Le tribunal adopte le test de l’affaire Kim pour invalider le PMS 351 émis par Masibo
Alternativement, les demandeurs arguèrent que même si le tribunal décidait de traiter le respect des lois nationales comme une question de compétence, il devait appliquer le principe de proportionnalité établi par l’affaire Kim c. Ouzbékistan pour rejeter les prétendues « irrégularités » sous-tendant les « âpres conséquences » de la négation des protections du traité (para. 316). Le Kenya s’appuya sur la décision d’un tribunal national selon laquelle Masibo n’était pas habilité à émettre le permis au titre du droit kényan. Selon le Kenya, cette décision ne pouvait faire l’objet d’un examen par le tribunal arbitral.
Comme l’avaient suggéré les investisseurs, le tribunal appliqua l’approche en trois étapes du principe de proportionnalité de l’affaire Kim pour évaluer l’impact des prétendues irrégularités.

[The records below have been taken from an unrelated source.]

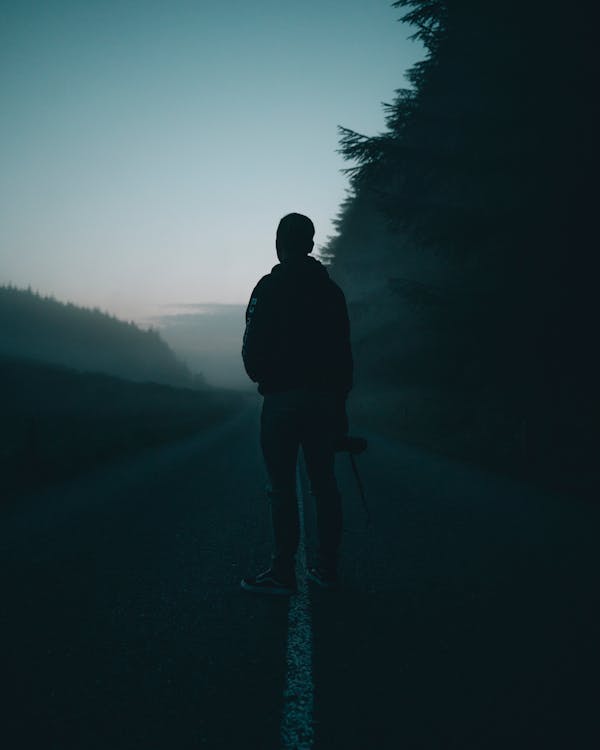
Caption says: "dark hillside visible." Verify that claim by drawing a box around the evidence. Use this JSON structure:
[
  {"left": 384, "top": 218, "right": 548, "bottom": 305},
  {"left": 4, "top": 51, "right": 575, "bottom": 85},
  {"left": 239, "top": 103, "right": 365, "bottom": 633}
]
[
  {"left": 0, "top": 286, "right": 203, "bottom": 387},
  {"left": 0, "top": 357, "right": 245, "bottom": 500}
]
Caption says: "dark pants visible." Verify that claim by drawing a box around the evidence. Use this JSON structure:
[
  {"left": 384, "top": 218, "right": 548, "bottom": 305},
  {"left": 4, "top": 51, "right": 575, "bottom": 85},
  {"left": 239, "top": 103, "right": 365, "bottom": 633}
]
[{"left": 260, "top": 390, "right": 342, "bottom": 577}]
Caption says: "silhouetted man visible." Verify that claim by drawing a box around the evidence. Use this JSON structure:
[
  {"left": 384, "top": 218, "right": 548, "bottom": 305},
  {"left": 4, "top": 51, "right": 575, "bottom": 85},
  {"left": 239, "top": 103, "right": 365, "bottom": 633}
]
[{"left": 241, "top": 213, "right": 352, "bottom": 595}]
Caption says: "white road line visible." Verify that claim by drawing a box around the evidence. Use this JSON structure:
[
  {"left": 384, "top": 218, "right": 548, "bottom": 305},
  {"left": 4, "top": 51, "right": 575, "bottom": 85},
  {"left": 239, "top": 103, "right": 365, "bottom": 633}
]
[{"left": 281, "top": 466, "right": 315, "bottom": 750}]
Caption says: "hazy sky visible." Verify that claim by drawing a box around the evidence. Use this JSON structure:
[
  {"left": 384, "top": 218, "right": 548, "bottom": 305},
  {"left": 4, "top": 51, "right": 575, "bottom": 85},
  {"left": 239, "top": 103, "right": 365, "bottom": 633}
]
[{"left": 0, "top": 0, "right": 423, "bottom": 318}]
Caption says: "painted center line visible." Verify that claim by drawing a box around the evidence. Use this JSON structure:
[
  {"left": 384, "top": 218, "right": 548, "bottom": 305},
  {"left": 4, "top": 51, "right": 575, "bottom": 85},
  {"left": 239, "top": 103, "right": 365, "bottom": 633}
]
[{"left": 281, "top": 466, "right": 315, "bottom": 750}]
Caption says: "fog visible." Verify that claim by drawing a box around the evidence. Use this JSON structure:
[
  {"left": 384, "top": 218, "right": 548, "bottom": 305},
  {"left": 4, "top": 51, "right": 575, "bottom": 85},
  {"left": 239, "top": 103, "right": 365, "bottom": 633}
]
[{"left": 148, "top": 305, "right": 256, "bottom": 390}]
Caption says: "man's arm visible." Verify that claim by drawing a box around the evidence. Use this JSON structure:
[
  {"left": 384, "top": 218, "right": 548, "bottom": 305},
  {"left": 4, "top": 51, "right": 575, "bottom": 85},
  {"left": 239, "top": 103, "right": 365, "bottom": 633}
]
[
  {"left": 338, "top": 287, "right": 354, "bottom": 398},
  {"left": 242, "top": 279, "right": 274, "bottom": 383}
]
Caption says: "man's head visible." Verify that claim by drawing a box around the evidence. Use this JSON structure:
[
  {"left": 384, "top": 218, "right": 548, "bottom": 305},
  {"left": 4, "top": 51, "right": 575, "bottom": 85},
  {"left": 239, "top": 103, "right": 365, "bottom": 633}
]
[{"left": 275, "top": 214, "right": 315, "bottom": 261}]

Dans l’affaire Kim, le tribunal avait d’abord évalué l’importance de l’obligation soi-disant violée par l’investisseur ; ensuite, il avait évalué le degré de gravité de la conduite de l’investisseur ; et troisièmement, il avait déterminé si les conséquences juridiques d’une telle violation étaient proportionnelles à l’âpreté d’un déni de l’accès aux protections du TBI (para. 406 à 408 de la décision sur la compétence dans l’affaire Kim).

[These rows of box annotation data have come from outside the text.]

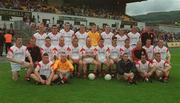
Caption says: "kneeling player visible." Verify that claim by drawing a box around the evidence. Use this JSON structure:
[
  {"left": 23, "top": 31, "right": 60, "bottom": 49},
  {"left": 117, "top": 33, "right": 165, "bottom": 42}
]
[
  {"left": 136, "top": 55, "right": 154, "bottom": 82},
  {"left": 116, "top": 53, "right": 136, "bottom": 84},
  {"left": 96, "top": 38, "right": 113, "bottom": 75},
  {"left": 153, "top": 52, "right": 171, "bottom": 82},
  {"left": 31, "top": 53, "right": 54, "bottom": 85},
  {"left": 53, "top": 52, "right": 74, "bottom": 84},
  {"left": 7, "top": 37, "right": 33, "bottom": 81},
  {"left": 83, "top": 37, "right": 100, "bottom": 78}
]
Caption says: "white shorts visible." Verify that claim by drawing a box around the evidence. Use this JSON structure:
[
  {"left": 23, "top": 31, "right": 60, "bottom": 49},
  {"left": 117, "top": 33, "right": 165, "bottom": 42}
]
[
  {"left": 99, "top": 58, "right": 106, "bottom": 63},
  {"left": 11, "top": 62, "right": 29, "bottom": 72},
  {"left": 11, "top": 64, "right": 22, "bottom": 72},
  {"left": 83, "top": 57, "right": 94, "bottom": 63}
]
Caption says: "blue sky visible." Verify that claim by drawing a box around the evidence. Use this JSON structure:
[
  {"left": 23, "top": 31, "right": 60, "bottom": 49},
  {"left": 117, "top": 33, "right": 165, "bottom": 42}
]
[{"left": 126, "top": 0, "right": 180, "bottom": 16}]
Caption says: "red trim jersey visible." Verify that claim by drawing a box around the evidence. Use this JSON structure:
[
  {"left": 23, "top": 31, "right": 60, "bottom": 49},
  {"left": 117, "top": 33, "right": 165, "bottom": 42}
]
[
  {"left": 143, "top": 45, "right": 154, "bottom": 60},
  {"left": 48, "top": 32, "right": 61, "bottom": 46},
  {"left": 35, "top": 61, "right": 53, "bottom": 78},
  {"left": 41, "top": 45, "right": 55, "bottom": 61},
  {"left": 101, "top": 32, "right": 114, "bottom": 47},
  {"left": 116, "top": 35, "right": 128, "bottom": 47},
  {"left": 33, "top": 32, "right": 47, "bottom": 48},
  {"left": 153, "top": 59, "right": 169, "bottom": 70},
  {"left": 60, "top": 29, "right": 74, "bottom": 46},
  {"left": 7, "top": 45, "right": 30, "bottom": 65},
  {"left": 154, "top": 46, "right": 169, "bottom": 60},
  {"left": 136, "top": 60, "right": 152, "bottom": 72},
  {"left": 127, "top": 32, "right": 141, "bottom": 45},
  {"left": 75, "top": 31, "right": 88, "bottom": 47}
]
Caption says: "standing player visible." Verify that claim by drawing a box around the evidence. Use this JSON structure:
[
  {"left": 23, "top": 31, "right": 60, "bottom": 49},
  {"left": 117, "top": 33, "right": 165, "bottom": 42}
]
[
  {"left": 7, "top": 37, "right": 33, "bottom": 81},
  {"left": 75, "top": 24, "right": 88, "bottom": 48},
  {"left": 31, "top": 53, "right": 54, "bottom": 85},
  {"left": 60, "top": 22, "right": 74, "bottom": 47},
  {"left": 116, "top": 30, "right": 128, "bottom": 47},
  {"left": 70, "top": 36, "right": 83, "bottom": 77},
  {"left": 41, "top": 37, "right": 54, "bottom": 61},
  {"left": 96, "top": 38, "right": 114, "bottom": 73},
  {"left": 101, "top": 25, "right": 114, "bottom": 47},
  {"left": 127, "top": 27, "right": 140, "bottom": 48},
  {"left": 107, "top": 37, "right": 120, "bottom": 63},
  {"left": 136, "top": 55, "right": 155, "bottom": 82},
  {"left": 132, "top": 41, "right": 148, "bottom": 62},
  {"left": 33, "top": 23, "right": 47, "bottom": 48},
  {"left": 143, "top": 39, "right": 154, "bottom": 61},
  {"left": 88, "top": 24, "right": 101, "bottom": 47},
  {"left": 154, "top": 40, "right": 171, "bottom": 63},
  {"left": 48, "top": 25, "right": 61, "bottom": 47},
  {"left": 82, "top": 37, "right": 100, "bottom": 78},
  {"left": 53, "top": 36, "right": 67, "bottom": 59},
  {"left": 116, "top": 53, "right": 136, "bottom": 84},
  {"left": 26, "top": 38, "right": 42, "bottom": 67},
  {"left": 153, "top": 52, "right": 171, "bottom": 82}
]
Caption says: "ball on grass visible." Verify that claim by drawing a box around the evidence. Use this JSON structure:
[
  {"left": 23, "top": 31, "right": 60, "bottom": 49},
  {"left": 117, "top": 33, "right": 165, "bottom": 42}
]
[
  {"left": 88, "top": 73, "right": 96, "bottom": 80},
  {"left": 104, "top": 74, "right": 112, "bottom": 80}
]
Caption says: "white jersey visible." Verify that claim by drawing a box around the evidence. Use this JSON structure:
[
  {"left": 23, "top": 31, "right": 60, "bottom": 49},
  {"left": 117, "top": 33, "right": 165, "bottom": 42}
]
[
  {"left": 33, "top": 32, "right": 47, "bottom": 48},
  {"left": 116, "top": 35, "right": 128, "bottom": 47},
  {"left": 75, "top": 31, "right": 88, "bottom": 47},
  {"left": 101, "top": 32, "right": 114, "bottom": 47},
  {"left": 84, "top": 47, "right": 96, "bottom": 56},
  {"left": 136, "top": 60, "right": 152, "bottom": 72},
  {"left": 127, "top": 32, "right": 141, "bottom": 45},
  {"left": 120, "top": 46, "right": 133, "bottom": 59},
  {"left": 48, "top": 32, "right": 61, "bottom": 47},
  {"left": 97, "top": 46, "right": 108, "bottom": 63},
  {"left": 7, "top": 45, "right": 30, "bottom": 65},
  {"left": 70, "top": 46, "right": 81, "bottom": 60},
  {"left": 60, "top": 29, "right": 74, "bottom": 46},
  {"left": 153, "top": 59, "right": 169, "bottom": 70},
  {"left": 154, "top": 46, "right": 169, "bottom": 60},
  {"left": 143, "top": 45, "right": 154, "bottom": 60},
  {"left": 41, "top": 45, "right": 55, "bottom": 61},
  {"left": 54, "top": 45, "right": 67, "bottom": 57},
  {"left": 35, "top": 61, "right": 53, "bottom": 78},
  {"left": 107, "top": 46, "right": 120, "bottom": 59}
]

Le tribunal de l’affaire Cortec affirma d’abord l’importance de la législation environnementale pour le projet Mrima Hill, zone présentant une vulnérabilité environnementale particulière. Il soutint que le non-respect du cadre réglementaire de protection de l’environnement constituait donc une violation grave. Si certains experts du droit kényan soutenaient les approches attentistes et du « vivre ensemble » s’agissant du traitement de l’EIE, le tribunal confirma sans hésitations qu’au titre du droit kényan, l’EIE devait être réalisée avant l’émission du permis.
Aussi, le tribunal soutint la décision des cours kényanes selon laquelle le PMS était, au titre du droit kényan, invalide dès son émission. Dans une note supplémentaire, le tribunal ajouta que le PMS ne méritait aucune protection sur le fond, même s’il n’avait pas été invalide, au motif que Masibo avait abusé de son autorité en violation du droit kényan.
Le tribunal rejette les recours des investisseurs et accorde la moitié des coûts réclamés par le Kenya
Après avoir déterminé, tant sur la compétence que sur le fond, que le PMS 351 n’était pas un investissement protégé, le tribunal rejeta l’ensemble des recours des investisseurs. Il ordonna aux investisseurs de payer la moitié des coûts réclamés par le Kenya, compte tenu de l’objection infondée de « prétendue corruption » présentée par le pays, ainsi que de sa conduite contestable pendant la procédure arbitrale.
Remarques : le tribunal était composé d’Ian Binnie (Président nommé par les parties, de nationalité canadienne), de Kanaga Dharmananda (nommé par les demandeurs, de nationalité australienne) et de Brigitte Stern (nommée par le défendeur, de nationalité française). La décision est disponible sur https://www.italaw.com/cases/3974. La décision de l’affaire Kim c. Ouzbékistan sur la compétence du 8 mars 2017 est disponible sur https://www.italaw.com/cases/5403
Xiaoxia Lin est stagiaire boursier « International Finance and Development » de la Faculté de droit de l’Université de New York au Programme Investissement pour le développement durable de IISD.